Notice that the response will only include a claims response parameter to indicate the claims that were included in the default access token, so in this example the claims response parameter would not have a value (because the custom claim is only included in the custom internal_token access token).

Claim value providers

A claim is an attribute with a name and a value. The value of a claim is always provided by a claim value provider. Curity by default comes with a number of claim value providers, each tailor made to return values from different sources.

A claims value provider returns a map of key-to-value pairs.

Curity provides the following claims providers. New providers can be added via the plugin extensibility mechanism.

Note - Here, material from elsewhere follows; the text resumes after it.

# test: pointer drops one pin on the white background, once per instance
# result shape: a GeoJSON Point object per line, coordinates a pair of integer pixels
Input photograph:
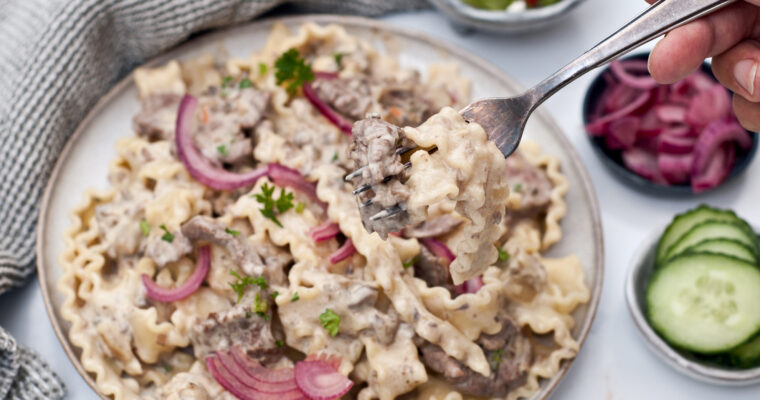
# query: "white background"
{"type": "Point", "coordinates": [615, 362]}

Name Description Supported attributes
Script Claims provider based on a JS procedure Dependent on the procedure implementation
Data Source Claims provider using a data source as the attribute source Dependent on the data source information
Client Certificate Claims provider using the client certificate as the attribute source
  • psd2Roles - list with the the PSD2 roles present in a qualified statement
  • subjectDn - string with the subject distinguished name
  • subjectDnAttributeValueAssertions - object with the subject distinguished name attribute-value assertions
  • subjectOrganizationIdentifier - string with the subject organization identifier
  • x5t - base64url string with the certificate SHA-1 fingerprint
  • x5t_S256 - base64url string with the certificate SHA-256 fingerprint
Authentication Subject Claims provider using the authentication subject attributes Dependent on the authentication subject attributes (e.g. userName)
Authentication Context Claims provider using the authentication context attributes

Dependent on the authenticated context attributes. Example:

  • acr - The authentication class reference used to authenticate the subject.
  • client - The requesting client. A map containing the following properties.
    • id - The ID of the client.
    • name - The friendly name of the client.
    • properties - A map of the client properties.
Account Manager Claims provider using a configured account manager Dependent on the account attributes

Configuring a claim

The concepts that have been described above are brought together in the claims configuration. Here, claims properties are set, but it is also configured how the claim value is established, as well as to what scope or scopes a claim belongs.

A claim value is sourced from a Claim value providers. This claim value provider returns a bunch of attributes. When the attribute that is returned from the claim value provider has the same name as the claim name, it can be taken as claim value without any further processing.

However, the value can be transformed by a claim transformation procedure. This procedure takes as input the attributes that the claim value provider produces as output, and returns a value that is used as the claim’s value that will be included in the token. The input attribute names must be manually defined in the claim’s configuration settings.